The "nut" graf:
The current debate about government wiretapping of U.S. citizens inside the United States as part of the war on terrorism, like the debate before it about the torture of terror suspects, and the debate before that one about U.S. government prison camps at Guantanamo and in Eastern Europe, are all framed as arguments about the divisibility of freedom. They are framed that way by the good guys—meaning, of course, the side I agree with, which is the side of the civil libertarians who oppose these measures. That is part of why the good guys are losing. The arguments all seem to pit hard practicality on one side against sentiment, if not empty sentimentality, on the other. There are the folks who are fighting a war to protect us from a terrible enemy, and there are the folks getting in their way with a lot of fruity abstractions.

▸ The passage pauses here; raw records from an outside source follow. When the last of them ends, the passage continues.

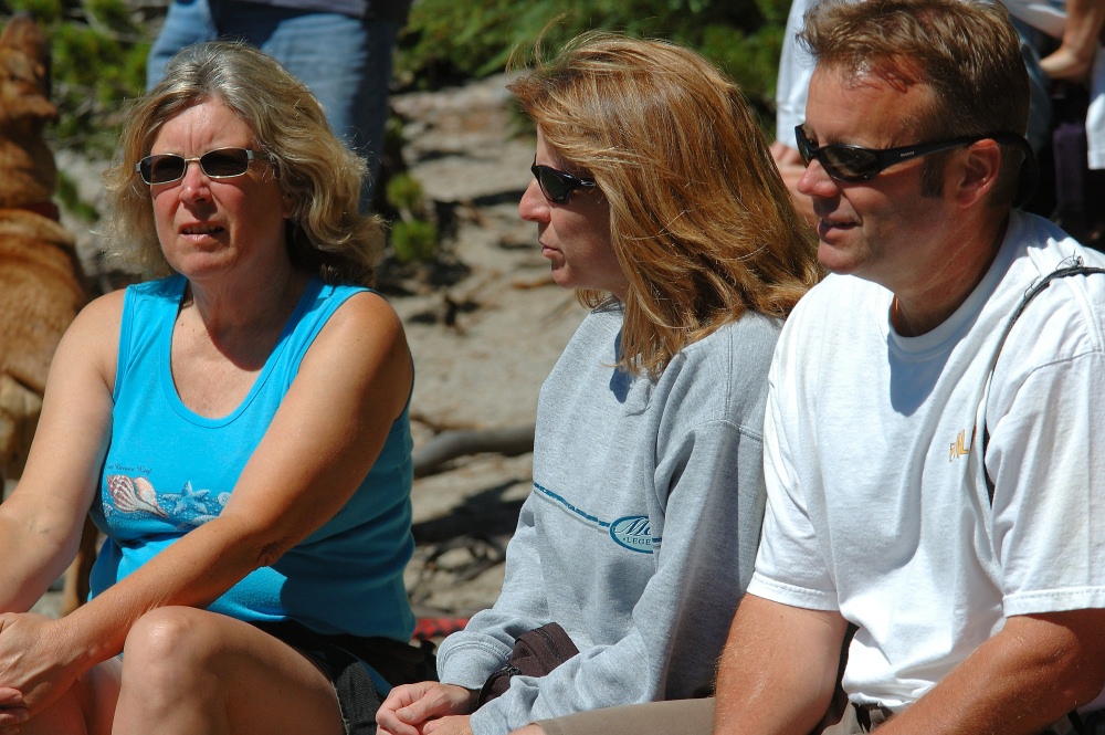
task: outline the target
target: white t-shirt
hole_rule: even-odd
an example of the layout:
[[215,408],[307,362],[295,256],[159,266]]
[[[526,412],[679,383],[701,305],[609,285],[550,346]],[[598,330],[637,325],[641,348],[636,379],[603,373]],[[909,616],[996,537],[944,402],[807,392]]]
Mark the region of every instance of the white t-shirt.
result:
[[844,689],[918,699],[1007,616],[1105,607],[1105,274],[1060,279],[1018,319],[972,441],[999,336],[1065,259],[1105,266],[1014,212],[994,263],[944,324],[904,338],[892,294],[829,276],[771,367],[768,508],[748,591],[859,626]]

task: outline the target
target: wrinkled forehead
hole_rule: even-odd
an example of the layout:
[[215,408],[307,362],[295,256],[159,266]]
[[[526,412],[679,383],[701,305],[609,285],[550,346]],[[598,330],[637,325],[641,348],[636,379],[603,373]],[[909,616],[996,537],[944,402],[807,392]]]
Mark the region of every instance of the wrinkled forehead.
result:
[[[819,64],[810,80],[807,122],[817,117],[819,102],[834,113],[850,113],[839,117],[854,117],[895,139],[923,135],[937,106],[933,86],[899,62]],[[843,111],[842,105],[846,105]]]

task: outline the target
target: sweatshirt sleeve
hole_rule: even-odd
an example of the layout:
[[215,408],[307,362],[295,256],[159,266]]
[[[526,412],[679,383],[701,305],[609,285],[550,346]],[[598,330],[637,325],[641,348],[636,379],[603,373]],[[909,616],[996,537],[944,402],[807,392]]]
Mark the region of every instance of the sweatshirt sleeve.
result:
[[653,528],[654,544],[662,533],[656,573],[633,609],[633,624],[617,643],[581,649],[547,676],[515,676],[503,696],[473,714],[474,735],[708,693],[755,559],[764,511],[761,456],[758,433],[728,421],[704,423],[671,442],[656,465],[657,487],[667,491],[660,498],[666,506],[663,527],[657,533],[654,522]]
[[530,494],[507,545],[506,578],[495,605],[477,612],[464,630],[441,643],[438,676],[446,684],[480,689],[507,662],[517,636],[548,622],[533,503]]

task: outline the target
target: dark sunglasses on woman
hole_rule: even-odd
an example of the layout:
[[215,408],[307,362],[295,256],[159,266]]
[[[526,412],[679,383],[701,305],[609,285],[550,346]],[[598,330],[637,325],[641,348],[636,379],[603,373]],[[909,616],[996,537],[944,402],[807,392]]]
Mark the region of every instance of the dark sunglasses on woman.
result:
[[135,164],[135,170],[141,176],[141,180],[150,186],[172,183],[185,178],[188,165],[196,161],[200,165],[200,170],[212,179],[232,179],[250,170],[250,161],[256,156],[257,154],[249,148],[219,148],[197,158],[158,154],[143,158]]
[[538,166],[536,158],[534,158],[534,165],[529,167],[529,170],[534,172],[534,178],[537,179],[541,193],[554,204],[568,203],[568,198],[576,189],[598,186],[592,179],[581,179],[551,166]]

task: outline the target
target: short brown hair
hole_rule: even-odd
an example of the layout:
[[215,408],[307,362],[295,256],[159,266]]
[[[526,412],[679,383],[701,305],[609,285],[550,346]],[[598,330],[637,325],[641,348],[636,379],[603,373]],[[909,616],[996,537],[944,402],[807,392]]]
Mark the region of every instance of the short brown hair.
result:
[[[932,106],[913,126],[917,143],[1027,132],[1028,71],[1000,2],[824,0],[807,11],[798,38],[820,67],[928,86]],[[1012,201],[1027,151],[1002,146],[1002,153],[994,204]],[[946,160],[927,160],[926,178]]]
[[[785,317],[820,277],[812,232],[744,96],[697,53],[588,33],[509,90],[550,151],[609,202],[629,280],[628,368],[655,374],[749,309]],[[609,297],[579,295],[588,306]]]

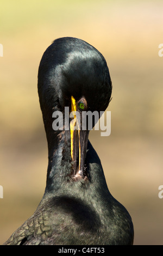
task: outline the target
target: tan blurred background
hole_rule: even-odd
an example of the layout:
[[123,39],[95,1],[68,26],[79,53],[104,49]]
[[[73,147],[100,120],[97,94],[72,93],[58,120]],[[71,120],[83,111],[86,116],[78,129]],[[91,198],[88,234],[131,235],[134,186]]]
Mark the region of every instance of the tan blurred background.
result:
[[56,38],[87,41],[112,81],[111,133],[91,132],[112,194],[127,209],[135,245],[163,245],[162,1],[1,0],[0,244],[35,210],[44,192],[47,148],[37,70]]

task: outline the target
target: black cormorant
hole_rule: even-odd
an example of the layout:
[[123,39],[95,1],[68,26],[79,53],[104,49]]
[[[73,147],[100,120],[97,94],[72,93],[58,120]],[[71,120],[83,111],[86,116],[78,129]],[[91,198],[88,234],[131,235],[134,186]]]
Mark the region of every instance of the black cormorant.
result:
[[[82,121],[83,111],[104,111],[111,92],[106,61],[93,46],[66,37],[47,48],[38,73],[48,147],[46,187],[33,215],[4,245],[133,243],[131,217],[108,188],[100,160],[88,140],[87,123],[87,129],[82,122],[80,129],[74,129]],[[79,115],[67,120],[65,107]],[[53,129],[53,113],[62,113],[62,129],[59,119],[58,129]]]

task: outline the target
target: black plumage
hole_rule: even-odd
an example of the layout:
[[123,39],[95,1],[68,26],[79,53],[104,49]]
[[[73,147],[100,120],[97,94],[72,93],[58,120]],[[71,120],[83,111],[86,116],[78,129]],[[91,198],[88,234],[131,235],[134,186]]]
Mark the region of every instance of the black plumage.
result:
[[65,121],[64,108],[72,109],[72,96],[82,118],[79,102],[84,110],[99,113],[108,107],[111,92],[106,61],[93,46],[62,38],[46,50],[38,74],[48,147],[46,187],[33,215],[4,245],[133,244],[131,217],[110,194],[88,131],[71,134],[52,128],[53,113],[61,112]]

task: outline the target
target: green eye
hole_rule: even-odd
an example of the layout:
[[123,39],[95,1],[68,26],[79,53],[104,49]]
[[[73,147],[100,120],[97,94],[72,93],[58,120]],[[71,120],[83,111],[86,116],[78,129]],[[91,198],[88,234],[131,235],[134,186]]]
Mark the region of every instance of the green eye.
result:
[[82,101],[80,101],[80,102],[79,102],[78,106],[79,106],[79,108],[81,108],[81,109],[84,109],[84,104],[83,102],[82,102]]

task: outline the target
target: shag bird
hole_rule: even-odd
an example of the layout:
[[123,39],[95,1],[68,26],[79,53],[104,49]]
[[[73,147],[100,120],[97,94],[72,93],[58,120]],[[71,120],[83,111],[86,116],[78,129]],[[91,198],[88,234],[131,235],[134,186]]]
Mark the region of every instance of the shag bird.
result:
[[[48,148],[46,186],[34,214],[4,245],[133,245],[131,218],[110,193],[87,123],[84,129],[80,122],[83,111],[104,111],[111,92],[105,59],[92,46],[65,37],[46,50],[38,93]],[[66,117],[65,107],[73,117]]]

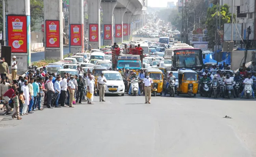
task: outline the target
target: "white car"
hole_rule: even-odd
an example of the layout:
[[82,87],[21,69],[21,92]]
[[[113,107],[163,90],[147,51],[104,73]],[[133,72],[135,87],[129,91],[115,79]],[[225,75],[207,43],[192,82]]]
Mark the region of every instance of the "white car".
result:
[[121,94],[124,95],[125,86],[121,74],[119,71],[103,71],[106,77],[105,93]]

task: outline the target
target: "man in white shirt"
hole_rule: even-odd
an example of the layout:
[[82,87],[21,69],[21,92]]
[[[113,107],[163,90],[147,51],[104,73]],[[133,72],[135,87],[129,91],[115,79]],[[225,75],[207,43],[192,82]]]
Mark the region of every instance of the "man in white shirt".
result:
[[11,78],[13,80],[15,79],[17,75],[17,63],[16,57],[13,56],[11,61]]
[[145,104],[150,104],[151,101],[151,86],[153,86],[153,80],[149,77],[149,73],[146,74],[146,78],[143,80],[143,86],[145,92]]
[[63,107],[67,107],[67,105],[65,105],[65,102],[67,99],[67,76],[65,75],[64,76],[64,78],[60,83],[60,88],[61,88],[60,91],[60,95],[59,98],[60,99],[60,105],[61,106]]
[[100,102],[105,101],[104,99],[104,95],[105,95],[105,89],[106,86],[105,84],[107,82],[107,79],[104,76],[104,73],[101,72],[100,76],[98,78],[97,84],[100,89],[99,93],[100,94]]

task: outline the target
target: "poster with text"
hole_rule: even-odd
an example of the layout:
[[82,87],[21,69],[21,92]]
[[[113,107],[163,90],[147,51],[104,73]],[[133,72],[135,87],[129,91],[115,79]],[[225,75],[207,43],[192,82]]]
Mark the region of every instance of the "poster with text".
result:
[[8,44],[11,52],[28,53],[27,16],[7,16]]
[[89,41],[98,42],[98,24],[89,24]]
[[104,25],[104,40],[112,40],[111,25]]
[[115,35],[116,38],[122,38],[122,24],[116,24],[115,26]]
[[59,21],[46,20],[45,32],[46,47],[60,47]]
[[82,26],[81,24],[70,25],[70,45],[81,46],[82,45]]
[[122,32],[124,36],[128,36],[128,24],[122,24]]

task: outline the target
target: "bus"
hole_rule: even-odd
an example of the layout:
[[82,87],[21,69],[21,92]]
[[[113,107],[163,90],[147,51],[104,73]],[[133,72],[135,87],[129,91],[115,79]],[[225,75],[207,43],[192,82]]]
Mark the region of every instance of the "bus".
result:
[[193,68],[201,69],[203,68],[203,56],[201,49],[180,49],[173,51],[172,66],[178,69]]

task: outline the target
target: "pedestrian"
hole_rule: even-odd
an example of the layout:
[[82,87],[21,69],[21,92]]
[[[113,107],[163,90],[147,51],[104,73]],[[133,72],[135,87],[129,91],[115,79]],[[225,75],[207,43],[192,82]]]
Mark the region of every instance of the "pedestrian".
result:
[[105,95],[105,89],[106,85],[105,84],[107,82],[107,79],[104,76],[104,73],[103,71],[100,73],[100,76],[98,78],[97,84],[99,89],[99,93],[100,94],[100,102],[105,101],[104,95]]
[[16,60],[16,57],[13,56],[11,62],[11,78],[13,80],[16,79],[17,75],[17,63],[18,62]]
[[30,100],[29,88],[28,86],[28,80],[24,80],[24,84],[21,87],[21,90],[24,92],[23,95],[24,97],[24,100],[25,100],[25,105],[23,106],[23,110],[21,113],[24,115],[28,114],[27,113],[27,111]]
[[146,78],[143,80],[143,86],[145,93],[145,104],[150,104],[151,100],[151,86],[153,86],[153,80],[149,77],[149,73],[146,74]]
[[93,77],[91,73],[88,74],[88,77],[89,78],[87,79],[87,89],[88,89],[88,92],[91,94],[91,98],[88,98],[88,104],[94,104],[92,102],[92,101],[93,100],[95,82],[93,79]]
[[2,62],[0,62],[0,76],[2,78],[6,77],[6,73],[9,74],[9,66],[7,63],[5,62],[5,58],[2,57]]
[[69,107],[74,108],[73,106],[73,100],[74,99],[75,90],[76,86],[74,83],[75,81],[74,76],[70,76],[70,80],[69,81]]

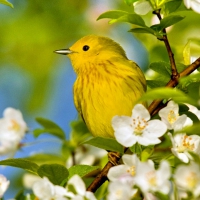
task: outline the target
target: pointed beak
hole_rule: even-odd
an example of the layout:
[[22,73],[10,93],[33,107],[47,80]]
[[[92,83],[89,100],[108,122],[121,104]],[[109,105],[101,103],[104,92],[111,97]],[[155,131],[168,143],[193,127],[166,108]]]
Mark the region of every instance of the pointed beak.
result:
[[70,49],[60,49],[60,50],[55,50],[54,52],[62,55],[68,55],[73,53],[73,51],[71,51]]

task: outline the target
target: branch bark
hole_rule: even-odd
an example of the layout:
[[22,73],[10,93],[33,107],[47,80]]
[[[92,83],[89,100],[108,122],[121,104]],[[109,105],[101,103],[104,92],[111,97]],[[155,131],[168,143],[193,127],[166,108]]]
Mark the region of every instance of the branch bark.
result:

You can note all you want the irony of the government trampling American values in the name of protecting them (yes, yes, like destroying that village in Vietnam in order to save it). The hard men and hard woman who are prosecuting this war for the Bush administration can turn that point, rather effectively, on its head. If the cost of losing the war and the cost of winning it are both measured in the same currency—American values, especially freedom—then giving up some freedom in order to avoid losing all of it is obviously the right thing to do.
President Bush characterizes the NSA domestic spying program as a "vital tool" against terrorism, while Vice President Cheney says it has saved "thousands of lives."
The FBI begs to differ, according a story in today's New York Times, which says that the NSA sent the bureau a flood of telephone numbers, e-mail addresses and names, requiring hundreds of agents to check out thousands of tips a month.
Let's not overlook the fact that the FBI is easily the whiniest of the U.S. intelligence agencies in the post-9/11 world and has been better at fighting turf wars than terrorists. But the Times notes that virtually all of the NSA information led to dead ends or innocent Americans, which (yet again) certainly puts the lie to the Bush-Cheney defense.
Says the Times:
F.B.I. officials repeatedly complained to the spy agency that the unfiltered information was swamping investigators. The spy agency was collecting much of the data by eavesdropping on some Americans' international communications and conducting computer searches of phone and Internet traffic. Some F.B.I. officials and prosecutors also thought the checks, which sometimes involved interviews by agents, were pointless intrusions on Americans' privacy.
As the bureau was running down those leads, its director, Robert S. Mueller III, raised concerns about the legal rationale for a program of eavesdropping without warrants, one government official said. Mr. Mueller asked senior administration officials about "whether the program had a proper legal foundation," but deferred to Justice Department legal opinions, the official said.